In any case, Michael Curry (new head coach of the Pistons) announced recently that the starting lineup of the Pistons will be shaken up – and much to my surprise, McDyess will be going to the bench. Curry has assured Antonio that he will continue to play a major role as the first big man off the bench for the Pistons, which I think he must for them to succeed.
You can read the entire article here: http://www.detnews.com/apps/pbcs.dll/article?AID=/20080930/SPORTS0102/809300362/1127/rss13
I have mixed thoughts. On the one hand, I agree with the coaching decision to shake things up a little bit. The Pistons have been successful but stagnant over the past several seasons. Many teams would be thrilled with Detroit’s success over this time – repeated trips to the conference and NBA finals – however, dedicated fans who watch the Pistons often know that they are capable of not just making the Finals but actually winning them. When they are clicking on all cylinders, they are capable of not just beating but blowing out any team in the league.
Moreover, moving McDyess to the bench will finally allow some of our younger bench players to develop, something Flip Saunders always preached about but never practiced. Maxiel has shown time and again that he has double double potential if given the minutes. Amir Johnson has shown some signs of low post dominance, particularly on the defensive end. And both add a whole bunch of athleticism to an aging albeit competitive starting five. Kwame Brown obviously remains the X factor. Will he be able to make a valuable contribution? I think so, and here’s why. In Detroit, there is no pressure for him to be great. He can simply be himself. And if he is himself, he will get us 8-10 points and 6-8 rebounds as well as some shot blocking here and there. Plus, he is another big body to put on dominant big men, such as Dwight Howard, Elton Brand, Chris Bosch, and Jermaine O’Neal.

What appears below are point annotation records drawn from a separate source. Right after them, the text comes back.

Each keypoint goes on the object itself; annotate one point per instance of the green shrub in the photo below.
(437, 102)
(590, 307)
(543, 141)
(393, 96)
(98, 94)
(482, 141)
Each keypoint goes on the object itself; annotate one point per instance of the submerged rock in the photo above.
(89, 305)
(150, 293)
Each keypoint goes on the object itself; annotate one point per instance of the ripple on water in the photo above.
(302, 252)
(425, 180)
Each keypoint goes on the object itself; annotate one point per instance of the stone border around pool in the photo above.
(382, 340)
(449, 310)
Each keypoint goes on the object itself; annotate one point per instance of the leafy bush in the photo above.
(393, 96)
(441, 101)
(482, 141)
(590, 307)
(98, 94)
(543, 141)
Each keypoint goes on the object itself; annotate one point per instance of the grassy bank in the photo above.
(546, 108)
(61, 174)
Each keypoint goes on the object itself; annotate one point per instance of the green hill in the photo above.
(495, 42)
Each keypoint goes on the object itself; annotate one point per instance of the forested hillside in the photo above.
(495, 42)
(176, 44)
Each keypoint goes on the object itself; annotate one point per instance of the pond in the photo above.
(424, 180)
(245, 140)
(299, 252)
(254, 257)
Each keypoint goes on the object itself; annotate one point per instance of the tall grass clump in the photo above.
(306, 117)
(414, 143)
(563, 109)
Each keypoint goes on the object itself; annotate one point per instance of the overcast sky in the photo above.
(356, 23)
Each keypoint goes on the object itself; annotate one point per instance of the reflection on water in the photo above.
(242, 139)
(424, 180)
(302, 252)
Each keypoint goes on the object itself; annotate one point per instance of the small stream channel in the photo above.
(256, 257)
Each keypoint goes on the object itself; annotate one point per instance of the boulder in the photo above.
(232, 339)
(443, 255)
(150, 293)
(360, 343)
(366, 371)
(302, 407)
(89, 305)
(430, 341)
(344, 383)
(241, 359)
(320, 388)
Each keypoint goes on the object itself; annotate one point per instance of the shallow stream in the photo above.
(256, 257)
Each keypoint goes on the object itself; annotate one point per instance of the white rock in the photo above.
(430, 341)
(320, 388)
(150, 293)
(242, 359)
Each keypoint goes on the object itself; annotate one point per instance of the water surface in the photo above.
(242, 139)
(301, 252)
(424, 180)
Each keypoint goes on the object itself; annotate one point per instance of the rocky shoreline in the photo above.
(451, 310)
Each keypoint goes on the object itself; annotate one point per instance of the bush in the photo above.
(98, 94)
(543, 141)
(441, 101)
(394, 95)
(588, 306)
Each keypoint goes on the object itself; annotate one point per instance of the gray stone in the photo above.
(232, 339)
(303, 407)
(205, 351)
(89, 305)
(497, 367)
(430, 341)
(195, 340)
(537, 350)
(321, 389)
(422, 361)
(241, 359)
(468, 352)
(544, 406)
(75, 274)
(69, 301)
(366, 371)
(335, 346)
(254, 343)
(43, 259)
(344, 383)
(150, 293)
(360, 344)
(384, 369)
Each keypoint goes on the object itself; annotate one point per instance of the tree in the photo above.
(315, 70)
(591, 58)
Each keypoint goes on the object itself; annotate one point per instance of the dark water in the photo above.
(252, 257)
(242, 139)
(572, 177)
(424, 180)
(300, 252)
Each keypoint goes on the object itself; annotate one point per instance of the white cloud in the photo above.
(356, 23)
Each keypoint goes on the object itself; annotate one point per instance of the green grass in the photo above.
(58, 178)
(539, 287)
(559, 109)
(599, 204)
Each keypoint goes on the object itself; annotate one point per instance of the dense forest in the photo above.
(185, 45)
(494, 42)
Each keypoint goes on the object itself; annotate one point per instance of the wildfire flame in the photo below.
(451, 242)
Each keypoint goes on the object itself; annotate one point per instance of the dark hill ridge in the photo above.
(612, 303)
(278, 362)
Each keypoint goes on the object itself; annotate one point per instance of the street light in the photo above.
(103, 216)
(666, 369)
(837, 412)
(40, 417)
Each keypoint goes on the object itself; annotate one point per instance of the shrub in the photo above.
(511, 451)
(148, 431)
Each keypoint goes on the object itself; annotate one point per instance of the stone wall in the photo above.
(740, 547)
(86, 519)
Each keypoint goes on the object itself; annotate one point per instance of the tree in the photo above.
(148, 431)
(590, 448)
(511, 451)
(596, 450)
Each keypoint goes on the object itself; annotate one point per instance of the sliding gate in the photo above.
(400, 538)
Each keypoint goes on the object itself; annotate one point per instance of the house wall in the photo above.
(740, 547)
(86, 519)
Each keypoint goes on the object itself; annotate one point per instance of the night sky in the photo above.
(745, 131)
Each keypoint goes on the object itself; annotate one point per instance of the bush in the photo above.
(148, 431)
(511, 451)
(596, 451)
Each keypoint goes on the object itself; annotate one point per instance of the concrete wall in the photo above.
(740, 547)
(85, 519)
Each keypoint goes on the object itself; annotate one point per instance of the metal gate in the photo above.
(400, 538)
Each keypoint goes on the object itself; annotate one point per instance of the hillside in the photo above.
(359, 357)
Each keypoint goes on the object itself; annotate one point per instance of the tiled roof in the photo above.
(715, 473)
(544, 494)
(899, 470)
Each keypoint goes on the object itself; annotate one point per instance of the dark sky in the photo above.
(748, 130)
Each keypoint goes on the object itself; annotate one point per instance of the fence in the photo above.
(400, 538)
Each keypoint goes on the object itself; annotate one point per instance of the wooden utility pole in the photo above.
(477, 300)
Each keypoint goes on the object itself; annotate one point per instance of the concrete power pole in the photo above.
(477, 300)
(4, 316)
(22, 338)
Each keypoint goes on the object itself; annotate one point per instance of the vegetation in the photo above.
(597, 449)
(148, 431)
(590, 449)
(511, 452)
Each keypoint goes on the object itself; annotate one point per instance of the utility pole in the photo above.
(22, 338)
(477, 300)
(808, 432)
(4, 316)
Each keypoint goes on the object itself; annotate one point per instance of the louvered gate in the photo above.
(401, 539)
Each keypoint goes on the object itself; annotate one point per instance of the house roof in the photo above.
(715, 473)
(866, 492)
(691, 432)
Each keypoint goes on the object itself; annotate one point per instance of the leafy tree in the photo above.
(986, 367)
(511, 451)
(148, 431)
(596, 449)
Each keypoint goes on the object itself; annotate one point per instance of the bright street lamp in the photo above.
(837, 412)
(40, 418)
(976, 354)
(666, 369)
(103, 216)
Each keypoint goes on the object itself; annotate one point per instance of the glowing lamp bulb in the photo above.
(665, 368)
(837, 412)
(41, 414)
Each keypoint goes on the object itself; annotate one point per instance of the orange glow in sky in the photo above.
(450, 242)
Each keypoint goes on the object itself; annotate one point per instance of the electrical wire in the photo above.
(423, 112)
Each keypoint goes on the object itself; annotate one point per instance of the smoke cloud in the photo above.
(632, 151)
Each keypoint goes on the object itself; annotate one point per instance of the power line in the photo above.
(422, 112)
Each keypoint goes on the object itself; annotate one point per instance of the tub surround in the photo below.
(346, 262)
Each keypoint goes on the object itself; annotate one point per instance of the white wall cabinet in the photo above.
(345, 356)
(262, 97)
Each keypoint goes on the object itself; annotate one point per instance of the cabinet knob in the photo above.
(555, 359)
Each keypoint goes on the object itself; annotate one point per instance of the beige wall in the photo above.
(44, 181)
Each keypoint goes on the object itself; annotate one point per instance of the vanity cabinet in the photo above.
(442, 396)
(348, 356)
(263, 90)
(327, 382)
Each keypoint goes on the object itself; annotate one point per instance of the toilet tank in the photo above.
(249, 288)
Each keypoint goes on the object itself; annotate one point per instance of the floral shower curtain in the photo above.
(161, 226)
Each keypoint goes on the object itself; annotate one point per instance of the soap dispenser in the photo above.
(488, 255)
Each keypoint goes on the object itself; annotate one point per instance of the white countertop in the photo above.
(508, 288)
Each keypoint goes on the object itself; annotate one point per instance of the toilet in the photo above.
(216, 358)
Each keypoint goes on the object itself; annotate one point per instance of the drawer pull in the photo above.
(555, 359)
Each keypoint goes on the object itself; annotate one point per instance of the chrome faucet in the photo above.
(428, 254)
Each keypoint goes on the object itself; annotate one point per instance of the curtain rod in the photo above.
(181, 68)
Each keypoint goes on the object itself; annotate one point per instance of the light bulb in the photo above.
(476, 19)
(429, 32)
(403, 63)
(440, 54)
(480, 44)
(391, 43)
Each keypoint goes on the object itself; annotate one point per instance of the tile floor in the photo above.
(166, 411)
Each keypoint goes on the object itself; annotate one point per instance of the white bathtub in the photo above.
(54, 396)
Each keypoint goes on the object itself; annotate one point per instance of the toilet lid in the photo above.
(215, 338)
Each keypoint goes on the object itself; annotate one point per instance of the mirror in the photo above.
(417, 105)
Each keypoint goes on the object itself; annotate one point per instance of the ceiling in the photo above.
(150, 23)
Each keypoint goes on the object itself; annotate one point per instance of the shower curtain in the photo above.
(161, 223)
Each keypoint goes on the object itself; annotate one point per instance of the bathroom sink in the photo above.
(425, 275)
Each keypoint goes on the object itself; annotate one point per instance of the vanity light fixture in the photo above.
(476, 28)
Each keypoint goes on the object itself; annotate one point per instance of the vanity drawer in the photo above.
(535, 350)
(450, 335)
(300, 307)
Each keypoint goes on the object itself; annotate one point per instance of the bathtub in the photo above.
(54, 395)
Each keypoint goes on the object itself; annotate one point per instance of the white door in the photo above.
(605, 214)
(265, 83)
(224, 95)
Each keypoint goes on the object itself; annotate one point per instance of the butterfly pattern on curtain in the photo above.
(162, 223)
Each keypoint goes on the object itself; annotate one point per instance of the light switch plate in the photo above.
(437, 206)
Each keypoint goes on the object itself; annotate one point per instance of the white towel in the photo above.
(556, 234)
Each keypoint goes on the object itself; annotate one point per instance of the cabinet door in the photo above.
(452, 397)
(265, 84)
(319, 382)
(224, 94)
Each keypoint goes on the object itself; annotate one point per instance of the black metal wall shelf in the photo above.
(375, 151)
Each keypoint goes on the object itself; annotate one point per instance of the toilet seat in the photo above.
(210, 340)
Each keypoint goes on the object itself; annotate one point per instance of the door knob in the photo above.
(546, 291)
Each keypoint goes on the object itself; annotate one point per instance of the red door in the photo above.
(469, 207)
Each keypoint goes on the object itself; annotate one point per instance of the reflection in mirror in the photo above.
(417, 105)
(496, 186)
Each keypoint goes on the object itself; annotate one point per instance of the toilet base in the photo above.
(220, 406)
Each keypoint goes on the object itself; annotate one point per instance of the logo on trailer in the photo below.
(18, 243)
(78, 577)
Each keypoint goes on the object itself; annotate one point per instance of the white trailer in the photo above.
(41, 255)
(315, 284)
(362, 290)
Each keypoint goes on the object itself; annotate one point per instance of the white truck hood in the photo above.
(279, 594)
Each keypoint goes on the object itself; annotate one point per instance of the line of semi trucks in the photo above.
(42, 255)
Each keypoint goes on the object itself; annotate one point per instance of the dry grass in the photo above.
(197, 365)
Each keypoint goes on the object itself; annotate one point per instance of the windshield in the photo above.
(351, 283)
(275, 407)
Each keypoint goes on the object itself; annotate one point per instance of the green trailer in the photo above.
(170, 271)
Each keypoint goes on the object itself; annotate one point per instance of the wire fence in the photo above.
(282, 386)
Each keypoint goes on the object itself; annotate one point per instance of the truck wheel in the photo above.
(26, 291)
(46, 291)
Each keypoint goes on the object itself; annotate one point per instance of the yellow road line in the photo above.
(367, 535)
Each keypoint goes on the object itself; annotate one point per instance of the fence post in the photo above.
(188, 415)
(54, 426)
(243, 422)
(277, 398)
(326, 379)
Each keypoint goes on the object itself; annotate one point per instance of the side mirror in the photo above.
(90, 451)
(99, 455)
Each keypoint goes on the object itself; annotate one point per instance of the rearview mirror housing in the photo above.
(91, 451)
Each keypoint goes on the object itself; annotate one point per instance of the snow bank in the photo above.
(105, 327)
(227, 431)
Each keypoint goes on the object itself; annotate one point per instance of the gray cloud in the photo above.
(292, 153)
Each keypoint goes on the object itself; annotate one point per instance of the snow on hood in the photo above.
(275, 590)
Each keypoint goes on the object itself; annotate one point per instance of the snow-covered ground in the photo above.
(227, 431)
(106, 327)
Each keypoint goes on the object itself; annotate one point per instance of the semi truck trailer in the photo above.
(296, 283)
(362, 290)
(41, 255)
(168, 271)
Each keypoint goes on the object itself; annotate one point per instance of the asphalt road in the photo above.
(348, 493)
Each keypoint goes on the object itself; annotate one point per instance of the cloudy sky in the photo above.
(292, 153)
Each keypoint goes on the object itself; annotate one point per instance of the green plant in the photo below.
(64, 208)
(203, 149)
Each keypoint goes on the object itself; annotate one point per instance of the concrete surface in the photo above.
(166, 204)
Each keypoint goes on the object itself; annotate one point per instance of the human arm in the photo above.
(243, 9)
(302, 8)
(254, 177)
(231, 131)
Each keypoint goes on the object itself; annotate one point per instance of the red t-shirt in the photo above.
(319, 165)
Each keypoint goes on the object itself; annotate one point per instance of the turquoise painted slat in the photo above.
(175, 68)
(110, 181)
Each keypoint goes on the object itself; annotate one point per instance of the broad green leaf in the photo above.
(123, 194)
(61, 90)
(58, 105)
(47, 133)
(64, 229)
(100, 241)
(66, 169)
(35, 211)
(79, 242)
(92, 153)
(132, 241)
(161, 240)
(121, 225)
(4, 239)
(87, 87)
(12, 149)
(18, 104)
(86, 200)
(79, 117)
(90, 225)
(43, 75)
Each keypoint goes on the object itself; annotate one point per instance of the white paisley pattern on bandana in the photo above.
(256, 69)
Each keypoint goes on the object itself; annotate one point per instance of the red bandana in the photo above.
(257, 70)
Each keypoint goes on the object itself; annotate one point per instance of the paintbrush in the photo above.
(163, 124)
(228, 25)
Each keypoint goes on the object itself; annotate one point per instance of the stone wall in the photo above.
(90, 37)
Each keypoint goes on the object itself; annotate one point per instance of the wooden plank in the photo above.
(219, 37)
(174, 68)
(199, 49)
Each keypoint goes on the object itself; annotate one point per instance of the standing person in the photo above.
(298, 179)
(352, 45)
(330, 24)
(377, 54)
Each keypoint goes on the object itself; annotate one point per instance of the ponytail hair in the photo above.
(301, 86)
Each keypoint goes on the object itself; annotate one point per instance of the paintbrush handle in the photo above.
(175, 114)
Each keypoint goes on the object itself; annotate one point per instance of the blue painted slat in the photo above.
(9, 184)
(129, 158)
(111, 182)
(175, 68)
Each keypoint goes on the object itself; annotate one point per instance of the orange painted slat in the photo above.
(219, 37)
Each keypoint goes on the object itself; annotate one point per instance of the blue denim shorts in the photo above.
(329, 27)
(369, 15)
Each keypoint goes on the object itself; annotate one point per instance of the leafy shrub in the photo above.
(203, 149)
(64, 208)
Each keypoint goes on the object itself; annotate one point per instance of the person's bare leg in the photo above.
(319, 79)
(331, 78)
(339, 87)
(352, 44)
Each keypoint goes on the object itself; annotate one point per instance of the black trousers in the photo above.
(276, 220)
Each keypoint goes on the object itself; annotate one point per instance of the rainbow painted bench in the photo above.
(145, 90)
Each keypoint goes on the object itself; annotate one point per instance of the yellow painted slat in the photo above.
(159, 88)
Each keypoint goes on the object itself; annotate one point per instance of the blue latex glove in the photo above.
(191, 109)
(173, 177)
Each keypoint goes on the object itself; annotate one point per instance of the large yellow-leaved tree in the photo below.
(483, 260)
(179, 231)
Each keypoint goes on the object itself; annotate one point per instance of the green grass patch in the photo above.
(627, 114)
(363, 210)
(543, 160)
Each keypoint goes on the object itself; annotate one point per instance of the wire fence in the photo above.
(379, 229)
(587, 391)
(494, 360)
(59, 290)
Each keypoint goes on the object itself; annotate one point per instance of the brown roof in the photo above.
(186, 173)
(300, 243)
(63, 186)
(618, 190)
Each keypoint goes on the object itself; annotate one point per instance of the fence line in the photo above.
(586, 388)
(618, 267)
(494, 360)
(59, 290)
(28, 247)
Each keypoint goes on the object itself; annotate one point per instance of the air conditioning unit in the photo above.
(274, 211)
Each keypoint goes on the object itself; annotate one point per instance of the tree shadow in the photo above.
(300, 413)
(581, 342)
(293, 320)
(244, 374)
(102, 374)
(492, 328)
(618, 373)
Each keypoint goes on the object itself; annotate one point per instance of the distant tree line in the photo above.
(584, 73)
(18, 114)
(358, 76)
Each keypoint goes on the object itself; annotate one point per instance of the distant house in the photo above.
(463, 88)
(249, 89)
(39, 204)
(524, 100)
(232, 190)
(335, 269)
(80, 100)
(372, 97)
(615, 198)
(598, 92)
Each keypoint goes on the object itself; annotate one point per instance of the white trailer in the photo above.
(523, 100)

On the other hand, moving Dyess to the bench raises a few concerns. First off, he hasn’t come off the bench very well in the past. It seems that Dyess is a player who needs to get off to a good, quick start in order to make his mark on any given game, and coming off the bench might make that difficult for him. In addition, so much of his success over the past few years can be attributed to moving well without the ball when the defense was focused on other of Detroit’s weapons. Whether it be rolling after setting a pick for Chauncey or curling after setting an off-the-ball screen for Rip, Dyess is the benefactor when other people create the play and dish it to him for his patented 15-foot pure jumper finish. Certainly he will still get reps with the starters, and I think he needs to to remain successful.
But in the midst of the doubt surrounding the Pistons this season – a new coach, threats of major restructuring, etc. – I think we can count of Dyess’ mental toughness, which will ensure his successful contribution. Remember, he’s been through reconstructive knee surgery twice, and he’s come back to be a major contributor to a championship caliber team. He’s not going anywhere, even with a new role. And neither are the Pistons.